Joel has written an article about the amount of options related to going away from your PC (shutting down, logging off, etc) in Windows Vista.

Joel’s got a nice screen shot, which I’ll nick for the purposes of this article (I’m not near my Vista box).

 

Basically, you could summarise Joel’s article down to this, since it seems to be the root of Joel’s annoyance with Vista:

Every time you want to leave your computer, you have to choose between nine, count them, nine options: two icons and seven menu items. The two icons, I think, are shortcuts to menu items. I’m guessing the lock icon does the same thing as the lock menu item, but I’m not sure which menu item the on/off icon corresponds to.

I’m stunned, really – They give you two options. “Turn it off” or “Lock it”. I’m guessing if you’ve got a “Home” edition with no passwords on, it’ll get rid of the Lock option too (though, I can’t verify it).

Inevitably, you are going to think of a long list of intelligent, defensible reasons why each of these options is absolutely, positively essential. Don’t bother. I know. Each additional choice makes complete sense until you find yourself explaining to your uncle that he has to choose between 15 different ways to turn off a laptop.

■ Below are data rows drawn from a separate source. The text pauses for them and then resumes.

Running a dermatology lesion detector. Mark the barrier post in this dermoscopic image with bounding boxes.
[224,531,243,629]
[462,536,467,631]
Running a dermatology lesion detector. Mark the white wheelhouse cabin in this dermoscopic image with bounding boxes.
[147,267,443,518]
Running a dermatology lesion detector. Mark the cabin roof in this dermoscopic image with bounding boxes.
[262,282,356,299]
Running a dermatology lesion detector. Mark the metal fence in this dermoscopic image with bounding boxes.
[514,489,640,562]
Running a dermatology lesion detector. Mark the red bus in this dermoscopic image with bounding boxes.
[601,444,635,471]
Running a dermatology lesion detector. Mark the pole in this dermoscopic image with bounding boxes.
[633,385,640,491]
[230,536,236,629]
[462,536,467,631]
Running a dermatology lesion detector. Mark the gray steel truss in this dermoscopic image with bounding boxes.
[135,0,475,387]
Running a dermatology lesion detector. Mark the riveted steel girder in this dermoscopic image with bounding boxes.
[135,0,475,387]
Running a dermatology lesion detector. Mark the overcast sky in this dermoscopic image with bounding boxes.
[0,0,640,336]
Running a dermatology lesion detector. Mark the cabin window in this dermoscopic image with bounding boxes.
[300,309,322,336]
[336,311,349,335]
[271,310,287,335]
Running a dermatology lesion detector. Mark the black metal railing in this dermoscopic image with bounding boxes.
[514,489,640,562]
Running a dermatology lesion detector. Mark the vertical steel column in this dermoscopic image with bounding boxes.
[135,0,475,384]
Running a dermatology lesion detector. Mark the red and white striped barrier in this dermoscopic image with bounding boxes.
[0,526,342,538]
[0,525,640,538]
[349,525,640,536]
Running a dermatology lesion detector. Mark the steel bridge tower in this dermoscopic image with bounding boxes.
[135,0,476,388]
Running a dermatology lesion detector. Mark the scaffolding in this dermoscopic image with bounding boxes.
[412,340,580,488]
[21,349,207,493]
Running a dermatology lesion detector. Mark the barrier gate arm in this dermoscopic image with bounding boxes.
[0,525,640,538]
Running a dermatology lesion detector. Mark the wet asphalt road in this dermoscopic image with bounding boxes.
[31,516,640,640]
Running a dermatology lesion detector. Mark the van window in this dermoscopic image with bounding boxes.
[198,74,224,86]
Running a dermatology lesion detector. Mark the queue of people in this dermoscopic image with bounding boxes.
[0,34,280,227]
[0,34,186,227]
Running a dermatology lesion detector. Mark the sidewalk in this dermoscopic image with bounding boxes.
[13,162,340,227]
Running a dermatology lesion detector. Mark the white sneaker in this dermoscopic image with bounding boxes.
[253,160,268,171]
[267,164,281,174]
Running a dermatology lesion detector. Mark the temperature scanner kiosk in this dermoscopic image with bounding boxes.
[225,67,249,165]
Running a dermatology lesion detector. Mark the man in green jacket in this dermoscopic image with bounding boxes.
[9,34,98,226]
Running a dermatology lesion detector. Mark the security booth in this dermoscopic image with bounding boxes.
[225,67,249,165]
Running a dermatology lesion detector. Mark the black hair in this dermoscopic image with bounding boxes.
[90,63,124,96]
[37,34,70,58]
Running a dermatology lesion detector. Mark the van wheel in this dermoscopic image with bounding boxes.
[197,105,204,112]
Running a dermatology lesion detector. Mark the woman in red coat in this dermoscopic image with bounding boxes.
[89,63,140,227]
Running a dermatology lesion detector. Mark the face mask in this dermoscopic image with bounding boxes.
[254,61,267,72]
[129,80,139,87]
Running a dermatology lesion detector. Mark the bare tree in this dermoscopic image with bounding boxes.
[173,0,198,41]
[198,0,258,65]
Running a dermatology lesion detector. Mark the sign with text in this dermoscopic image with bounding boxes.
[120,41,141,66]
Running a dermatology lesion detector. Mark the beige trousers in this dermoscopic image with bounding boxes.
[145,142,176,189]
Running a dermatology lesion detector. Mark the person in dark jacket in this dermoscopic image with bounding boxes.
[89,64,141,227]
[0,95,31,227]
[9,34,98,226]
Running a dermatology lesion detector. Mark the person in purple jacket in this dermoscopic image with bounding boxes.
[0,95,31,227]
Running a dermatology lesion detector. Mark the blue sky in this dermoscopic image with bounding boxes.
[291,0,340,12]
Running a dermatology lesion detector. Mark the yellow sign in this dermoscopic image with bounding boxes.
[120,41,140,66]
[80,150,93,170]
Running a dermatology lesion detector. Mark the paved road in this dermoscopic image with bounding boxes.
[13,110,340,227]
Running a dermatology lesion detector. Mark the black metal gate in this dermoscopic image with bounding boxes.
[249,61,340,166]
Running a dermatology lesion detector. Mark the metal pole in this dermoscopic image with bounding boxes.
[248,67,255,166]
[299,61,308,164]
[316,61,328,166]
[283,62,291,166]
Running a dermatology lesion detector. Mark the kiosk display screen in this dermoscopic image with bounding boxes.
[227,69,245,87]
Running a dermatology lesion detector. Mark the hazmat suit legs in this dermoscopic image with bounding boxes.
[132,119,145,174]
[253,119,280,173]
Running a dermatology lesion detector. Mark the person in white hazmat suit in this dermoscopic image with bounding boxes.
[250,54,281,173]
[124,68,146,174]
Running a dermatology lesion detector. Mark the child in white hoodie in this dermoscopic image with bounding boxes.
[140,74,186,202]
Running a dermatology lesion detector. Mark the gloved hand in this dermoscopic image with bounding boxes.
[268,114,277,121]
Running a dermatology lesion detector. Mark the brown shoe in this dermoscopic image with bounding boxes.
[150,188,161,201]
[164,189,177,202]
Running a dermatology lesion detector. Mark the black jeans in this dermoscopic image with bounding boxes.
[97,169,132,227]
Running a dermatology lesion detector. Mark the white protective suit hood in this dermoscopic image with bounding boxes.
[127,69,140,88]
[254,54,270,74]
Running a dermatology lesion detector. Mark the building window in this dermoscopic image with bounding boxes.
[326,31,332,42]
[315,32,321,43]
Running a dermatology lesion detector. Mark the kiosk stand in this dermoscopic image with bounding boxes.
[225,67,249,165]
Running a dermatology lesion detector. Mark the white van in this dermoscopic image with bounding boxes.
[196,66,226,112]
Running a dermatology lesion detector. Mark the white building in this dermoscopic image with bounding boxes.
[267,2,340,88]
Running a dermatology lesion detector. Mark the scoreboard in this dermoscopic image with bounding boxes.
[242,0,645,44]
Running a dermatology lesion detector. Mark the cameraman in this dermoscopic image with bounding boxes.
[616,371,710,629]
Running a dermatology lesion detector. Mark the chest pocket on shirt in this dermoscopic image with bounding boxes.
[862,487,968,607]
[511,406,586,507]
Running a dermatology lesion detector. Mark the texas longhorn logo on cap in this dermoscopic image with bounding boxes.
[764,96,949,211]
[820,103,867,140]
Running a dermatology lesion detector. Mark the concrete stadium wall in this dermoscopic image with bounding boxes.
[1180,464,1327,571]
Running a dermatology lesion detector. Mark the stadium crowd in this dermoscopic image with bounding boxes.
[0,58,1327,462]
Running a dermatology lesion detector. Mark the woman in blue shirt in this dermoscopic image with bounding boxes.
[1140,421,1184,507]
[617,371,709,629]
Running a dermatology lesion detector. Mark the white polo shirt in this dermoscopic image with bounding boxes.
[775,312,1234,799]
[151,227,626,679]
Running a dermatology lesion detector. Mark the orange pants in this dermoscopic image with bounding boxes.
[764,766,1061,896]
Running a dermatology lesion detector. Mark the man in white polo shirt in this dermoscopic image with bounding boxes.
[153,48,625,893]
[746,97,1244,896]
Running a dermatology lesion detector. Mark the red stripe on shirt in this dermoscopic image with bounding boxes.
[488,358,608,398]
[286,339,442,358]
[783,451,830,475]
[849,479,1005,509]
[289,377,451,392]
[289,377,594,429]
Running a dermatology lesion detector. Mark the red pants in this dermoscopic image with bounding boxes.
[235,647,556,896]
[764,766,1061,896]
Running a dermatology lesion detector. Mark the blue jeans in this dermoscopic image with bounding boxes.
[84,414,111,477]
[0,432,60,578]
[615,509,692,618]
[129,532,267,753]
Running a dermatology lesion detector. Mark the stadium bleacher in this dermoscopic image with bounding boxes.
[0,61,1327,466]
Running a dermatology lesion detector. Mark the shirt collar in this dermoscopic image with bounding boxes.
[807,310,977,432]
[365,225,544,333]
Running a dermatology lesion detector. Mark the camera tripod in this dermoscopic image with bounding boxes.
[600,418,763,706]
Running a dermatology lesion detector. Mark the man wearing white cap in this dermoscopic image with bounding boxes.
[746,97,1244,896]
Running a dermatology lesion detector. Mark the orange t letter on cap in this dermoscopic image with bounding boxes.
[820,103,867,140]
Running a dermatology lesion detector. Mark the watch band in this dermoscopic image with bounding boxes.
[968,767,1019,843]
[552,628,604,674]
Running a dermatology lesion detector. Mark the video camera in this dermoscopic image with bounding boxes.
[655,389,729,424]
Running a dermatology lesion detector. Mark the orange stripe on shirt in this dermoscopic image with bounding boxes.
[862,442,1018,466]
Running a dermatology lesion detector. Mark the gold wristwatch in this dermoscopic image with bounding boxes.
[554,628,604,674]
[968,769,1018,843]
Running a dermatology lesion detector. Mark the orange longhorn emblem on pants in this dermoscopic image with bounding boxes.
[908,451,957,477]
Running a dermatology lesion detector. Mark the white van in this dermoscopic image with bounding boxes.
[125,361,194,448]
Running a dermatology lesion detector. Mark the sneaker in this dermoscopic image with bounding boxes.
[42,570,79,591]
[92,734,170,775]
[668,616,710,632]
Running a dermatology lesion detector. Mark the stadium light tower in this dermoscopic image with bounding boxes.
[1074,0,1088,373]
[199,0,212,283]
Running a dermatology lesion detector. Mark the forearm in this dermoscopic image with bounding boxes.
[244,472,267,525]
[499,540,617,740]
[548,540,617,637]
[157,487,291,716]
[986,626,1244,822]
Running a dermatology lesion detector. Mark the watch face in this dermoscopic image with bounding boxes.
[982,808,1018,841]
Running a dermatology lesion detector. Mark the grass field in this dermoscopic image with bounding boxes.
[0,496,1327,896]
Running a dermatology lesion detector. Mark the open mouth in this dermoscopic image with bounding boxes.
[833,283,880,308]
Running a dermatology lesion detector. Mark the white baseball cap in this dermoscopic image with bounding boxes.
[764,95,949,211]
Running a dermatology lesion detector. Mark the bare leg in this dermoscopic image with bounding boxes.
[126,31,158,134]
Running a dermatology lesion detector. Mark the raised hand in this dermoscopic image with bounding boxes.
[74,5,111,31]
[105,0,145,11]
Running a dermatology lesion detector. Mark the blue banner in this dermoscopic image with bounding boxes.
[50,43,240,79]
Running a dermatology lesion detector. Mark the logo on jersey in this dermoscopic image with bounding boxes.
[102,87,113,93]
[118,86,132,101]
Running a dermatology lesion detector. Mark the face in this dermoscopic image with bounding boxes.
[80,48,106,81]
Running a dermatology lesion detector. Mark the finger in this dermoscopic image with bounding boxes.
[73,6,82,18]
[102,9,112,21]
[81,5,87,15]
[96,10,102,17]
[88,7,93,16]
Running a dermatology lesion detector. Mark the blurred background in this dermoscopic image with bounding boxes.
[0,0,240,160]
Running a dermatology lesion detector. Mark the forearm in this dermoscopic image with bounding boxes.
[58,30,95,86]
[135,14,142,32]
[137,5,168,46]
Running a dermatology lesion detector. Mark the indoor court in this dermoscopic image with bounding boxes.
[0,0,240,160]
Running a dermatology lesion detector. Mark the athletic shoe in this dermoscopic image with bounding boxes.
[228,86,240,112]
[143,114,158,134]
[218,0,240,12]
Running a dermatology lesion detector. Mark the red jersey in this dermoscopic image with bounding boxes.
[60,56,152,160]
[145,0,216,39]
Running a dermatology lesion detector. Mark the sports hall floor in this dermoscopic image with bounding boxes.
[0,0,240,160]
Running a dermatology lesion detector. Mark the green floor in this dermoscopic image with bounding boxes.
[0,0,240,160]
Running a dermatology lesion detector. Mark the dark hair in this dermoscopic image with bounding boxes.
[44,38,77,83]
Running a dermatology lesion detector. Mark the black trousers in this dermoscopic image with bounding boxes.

Dude, seriously – tell your Uncle to hit the power button on the start menu. It’s what I do, I’ve never seen anyone (even the computer-phobic people) who has had an issue with clicking “Start” and then “Shut down” and then “OK” under the Windows 9x/2000/XP line, a simple “Start” then “Power off” should be even easier on Vista.

Yes, you get inquisitive users that’ll call you up at odd hours going “I’ve got this flashing c colon slash Microsoft thing — what do I need to use this for?”.
I don’t see Joel asking for the Run command to be taken away though.

Joel ends up asking for one giant “b’bye” button which locks the PC initially, and then uses power management to eventually decide to hibernate the PC.  Joel advocates pulling the plug if you really want the machine off right now,  and trusting in new (more expensive) Hybrid hard drives to keep all our data safe.
Because, y’know – telling a user to yank the power out at random times helps keep your hardware in good working order, and your data safe. 

I do agree on a few things though – giving users too many options leads to confusion generally. The “Just click OK” syndrome.  Which is why the power off has a hilight vs the padlock. It’s also a bit of a recognition thing – their vacuum cleaner, dishwasher, TV, and DVD Player all have that same “Power off” logo on their on/off buttons.